The practices of conceptualisation and operationalisation ensure that we understand the significance of the work that we’re doing. It demonstrates how the work fits in to the bigger picture of the theory.

Variables

Variables are empirical constructs that take on more than one value or intensity. A variable can only relate to one concepts (or it may be confounding) and must ultimately be measurable.

Attributes

All variable have attributes, which are the values or categories of the variables

Example

Variable: eye colour
Attributes: blue, green, brown, hazel, grey

Variables can be:

  • Continuous or discrete
    • Continuous variables have an infinite number of values and numbers that flow along a continuum e.g. PM 2.5 (ppm)
    • Discrete variables are separate, countable and often refer to attributes. They may act as categorisation e.g. Visibility rating
  • Dependent (DV) or independent (IV)
    • The dependent depends on the independent
  • Extraneous
    • Extra variables that you are not directly interested in however are a part of your study
  • Confounding
    • Extraneous variables that may interfere the DV and IV relationship
    • They can impact on the validity of the study

Hypothesis

Definition

A hypothesis is a tentative explanation of the research problem, a possible outcome of the research or an educated guess about the outcome.

More simply put, it’s a statement that proposes a causal link between two variables. it offers a clear framework for how we can collect, analyse and interpret the data.

Criteria for a Hypothesis

  1. Must have at least two variables
  2. Must express a causal relationship between two variables
  3. Can be expressed as a prediction or an expected outcome
  4. Must be logically linked to a research question and to theory
  5. Must be empirically testable and falsifiable
  6. Must focus on only one issue
  7. Must be clear, specific and precise

Scientific Hypothesis

In science we have a few more things to consider.
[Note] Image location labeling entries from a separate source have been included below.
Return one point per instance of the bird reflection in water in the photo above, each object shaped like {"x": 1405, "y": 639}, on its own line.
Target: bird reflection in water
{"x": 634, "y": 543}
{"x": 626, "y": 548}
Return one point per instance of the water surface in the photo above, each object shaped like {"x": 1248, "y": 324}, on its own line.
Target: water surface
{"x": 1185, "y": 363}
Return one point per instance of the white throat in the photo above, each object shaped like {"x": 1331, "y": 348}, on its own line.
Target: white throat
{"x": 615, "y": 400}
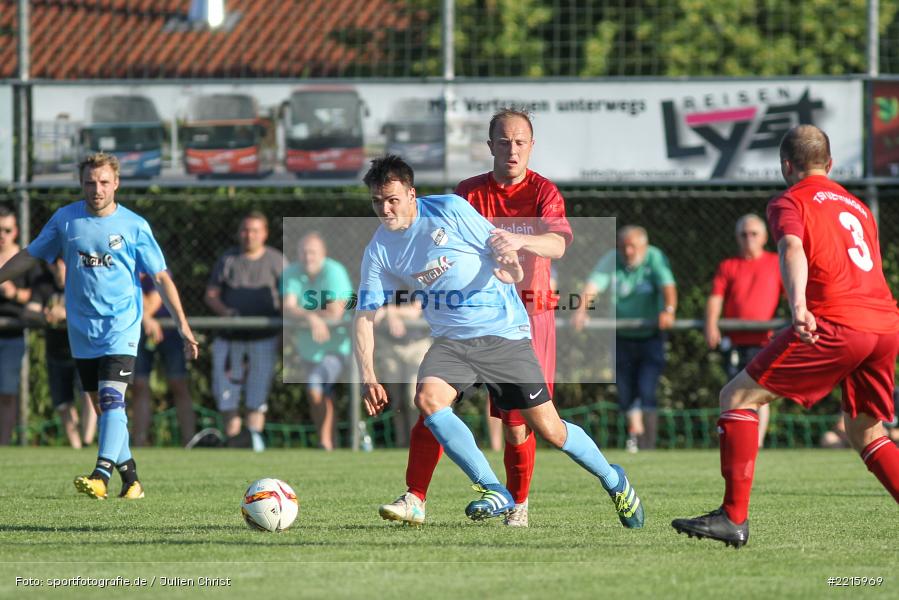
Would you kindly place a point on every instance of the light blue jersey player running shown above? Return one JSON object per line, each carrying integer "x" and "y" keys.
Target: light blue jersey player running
{"x": 437, "y": 249}
{"x": 105, "y": 247}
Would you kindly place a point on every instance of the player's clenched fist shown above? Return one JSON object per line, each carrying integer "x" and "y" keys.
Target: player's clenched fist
{"x": 375, "y": 398}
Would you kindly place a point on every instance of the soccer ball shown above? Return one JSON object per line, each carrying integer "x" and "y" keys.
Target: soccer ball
{"x": 269, "y": 505}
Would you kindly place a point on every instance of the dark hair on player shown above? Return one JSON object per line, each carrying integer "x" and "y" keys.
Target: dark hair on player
{"x": 97, "y": 160}
{"x": 806, "y": 146}
{"x": 389, "y": 168}
{"x": 256, "y": 215}
{"x": 507, "y": 113}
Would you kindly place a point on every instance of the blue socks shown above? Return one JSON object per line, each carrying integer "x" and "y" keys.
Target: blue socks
{"x": 584, "y": 451}
{"x": 459, "y": 445}
{"x": 113, "y": 438}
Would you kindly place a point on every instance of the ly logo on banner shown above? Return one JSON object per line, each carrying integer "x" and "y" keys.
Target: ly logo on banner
{"x": 767, "y": 133}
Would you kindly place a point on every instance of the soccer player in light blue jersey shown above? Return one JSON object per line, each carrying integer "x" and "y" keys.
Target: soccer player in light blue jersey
{"x": 105, "y": 247}
{"x": 437, "y": 249}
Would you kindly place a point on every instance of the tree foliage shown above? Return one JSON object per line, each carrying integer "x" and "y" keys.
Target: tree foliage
{"x": 594, "y": 38}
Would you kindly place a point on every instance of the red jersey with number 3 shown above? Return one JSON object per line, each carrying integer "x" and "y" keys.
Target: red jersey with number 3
{"x": 845, "y": 276}
{"x": 532, "y": 207}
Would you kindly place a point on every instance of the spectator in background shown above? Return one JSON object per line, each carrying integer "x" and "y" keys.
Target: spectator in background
{"x": 245, "y": 282}
{"x": 401, "y": 351}
{"x": 166, "y": 344}
{"x": 48, "y": 308}
{"x": 748, "y": 287}
{"x": 316, "y": 290}
{"x": 644, "y": 289}
{"x": 14, "y": 294}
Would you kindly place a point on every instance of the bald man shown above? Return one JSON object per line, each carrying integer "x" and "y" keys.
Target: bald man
{"x": 746, "y": 286}
{"x": 845, "y": 332}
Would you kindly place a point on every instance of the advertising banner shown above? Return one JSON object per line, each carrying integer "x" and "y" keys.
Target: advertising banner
{"x": 586, "y": 132}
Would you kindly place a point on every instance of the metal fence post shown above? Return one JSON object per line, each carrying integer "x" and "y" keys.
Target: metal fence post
{"x": 24, "y": 52}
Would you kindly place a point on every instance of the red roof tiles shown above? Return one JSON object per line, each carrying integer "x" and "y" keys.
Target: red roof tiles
{"x": 72, "y": 39}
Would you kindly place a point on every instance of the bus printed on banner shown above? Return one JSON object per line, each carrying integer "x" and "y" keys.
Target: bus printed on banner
{"x": 226, "y": 136}
{"x": 128, "y": 127}
{"x": 323, "y": 132}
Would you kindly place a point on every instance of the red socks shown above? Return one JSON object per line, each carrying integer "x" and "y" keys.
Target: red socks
{"x": 882, "y": 458}
{"x": 519, "y": 461}
{"x": 424, "y": 454}
{"x": 738, "y": 432}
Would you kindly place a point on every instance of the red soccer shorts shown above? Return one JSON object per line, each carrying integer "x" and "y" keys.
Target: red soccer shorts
{"x": 543, "y": 341}
{"x": 862, "y": 363}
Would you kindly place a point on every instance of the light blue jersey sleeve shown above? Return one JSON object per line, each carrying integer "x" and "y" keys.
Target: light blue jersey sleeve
{"x": 371, "y": 281}
{"x": 47, "y": 245}
{"x": 337, "y": 281}
{"x": 475, "y": 229}
{"x": 148, "y": 254}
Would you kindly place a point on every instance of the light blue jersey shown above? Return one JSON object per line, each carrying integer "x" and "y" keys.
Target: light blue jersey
{"x": 104, "y": 257}
{"x": 444, "y": 262}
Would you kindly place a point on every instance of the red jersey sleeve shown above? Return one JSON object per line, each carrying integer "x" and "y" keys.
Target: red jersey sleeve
{"x": 785, "y": 218}
{"x": 551, "y": 209}
{"x": 720, "y": 281}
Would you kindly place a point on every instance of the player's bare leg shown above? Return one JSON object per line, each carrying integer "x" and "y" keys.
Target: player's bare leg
{"x": 88, "y": 419}
{"x": 69, "y": 416}
{"x": 867, "y": 435}
{"x": 764, "y": 418}
{"x": 141, "y": 411}
{"x": 494, "y": 430}
{"x": 322, "y": 408}
{"x": 232, "y": 423}
{"x": 738, "y": 430}
{"x": 634, "y": 429}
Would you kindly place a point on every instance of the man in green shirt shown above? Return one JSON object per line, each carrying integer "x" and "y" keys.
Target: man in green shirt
{"x": 639, "y": 277}
{"x": 316, "y": 289}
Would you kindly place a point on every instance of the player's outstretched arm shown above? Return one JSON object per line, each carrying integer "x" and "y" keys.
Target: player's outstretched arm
{"x": 17, "y": 265}
{"x": 509, "y": 269}
{"x": 548, "y": 245}
{"x": 374, "y": 396}
{"x": 794, "y": 272}
{"x": 169, "y": 293}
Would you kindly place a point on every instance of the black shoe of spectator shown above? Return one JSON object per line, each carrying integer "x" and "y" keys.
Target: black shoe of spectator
{"x": 714, "y": 525}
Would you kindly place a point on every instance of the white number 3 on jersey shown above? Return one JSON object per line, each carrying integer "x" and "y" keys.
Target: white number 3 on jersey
{"x": 860, "y": 253}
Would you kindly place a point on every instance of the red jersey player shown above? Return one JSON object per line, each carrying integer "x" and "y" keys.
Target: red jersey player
{"x": 529, "y": 213}
{"x": 845, "y": 331}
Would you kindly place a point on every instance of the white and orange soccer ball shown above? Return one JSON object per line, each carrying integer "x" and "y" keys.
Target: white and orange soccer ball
{"x": 269, "y": 505}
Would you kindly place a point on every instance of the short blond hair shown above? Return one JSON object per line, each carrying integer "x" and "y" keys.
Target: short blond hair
{"x": 97, "y": 160}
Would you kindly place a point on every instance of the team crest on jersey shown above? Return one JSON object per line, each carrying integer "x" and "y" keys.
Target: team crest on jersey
{"x": 116, "y": 241}
{"x": 440, "y": 237}
{"x": 433, "y": 271}
{"x": 92, "y": 260}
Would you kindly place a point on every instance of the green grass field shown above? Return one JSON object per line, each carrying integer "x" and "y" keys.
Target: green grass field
{"x": 815, "y": 514}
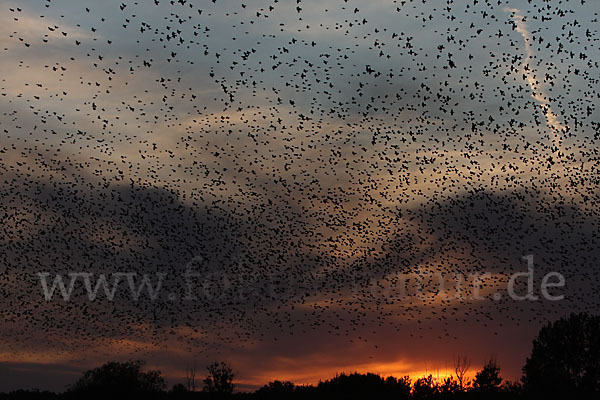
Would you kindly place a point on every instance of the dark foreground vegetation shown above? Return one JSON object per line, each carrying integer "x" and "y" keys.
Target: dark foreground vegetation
{"x": 564, "y": 364}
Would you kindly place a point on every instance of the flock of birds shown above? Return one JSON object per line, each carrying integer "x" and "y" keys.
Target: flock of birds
{"x": 302, "y": 157}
A hypothesis must use deductive reasoning (If… then… logic) and must serve as a tentative answer to a well framed question.

Failure to falsify the hypothesis does not prove the hypothesis.

Validity (accuracy)

Validity is a measure of precision accuracy and relevance, though it also refers to the connection between the indicator/concept connection

It answers the question; do the instruments/indicators measure what they’re supposed to?

There are three types of validity:

  • Internal validity - to what extent can we draw conclusions about cause and effect
  • External validity - how generalisable are the findings
  • Construct validity - the extent to which the IV and DV represent the theoretical constructs that were intented

Reliability (precision)

Is a measure of objectivity, stability, consistency and precision that measures the quality of the indicators and instruments. It refers to the ability of the experiment to come to the same conclusions every time.

It answers the question: does the instrument/indicator produce consistent results

Levels of Measurement

There is a hierarchy of the value of the orders of measurement that go as such:

  1. Ratio - The values have a meaningful zero, are continuous in scale and can be given as a ratio
    • e.g. temperature (K), weight, distance
  2. Interval - these are the differences between two values, the deltas. There is no absolute zero though is still quantitative
    • e.g temperature (C), Gibbs free energy
  3. Ordinal - These are discrete values, though there is an importance associated with them, one value is bigger/better than another
    • e.g. Letter grades (F, P, C, D, HD), opinion scales
  4. Nominal - essentially categorical data without any sense of order. All categories have equal importance.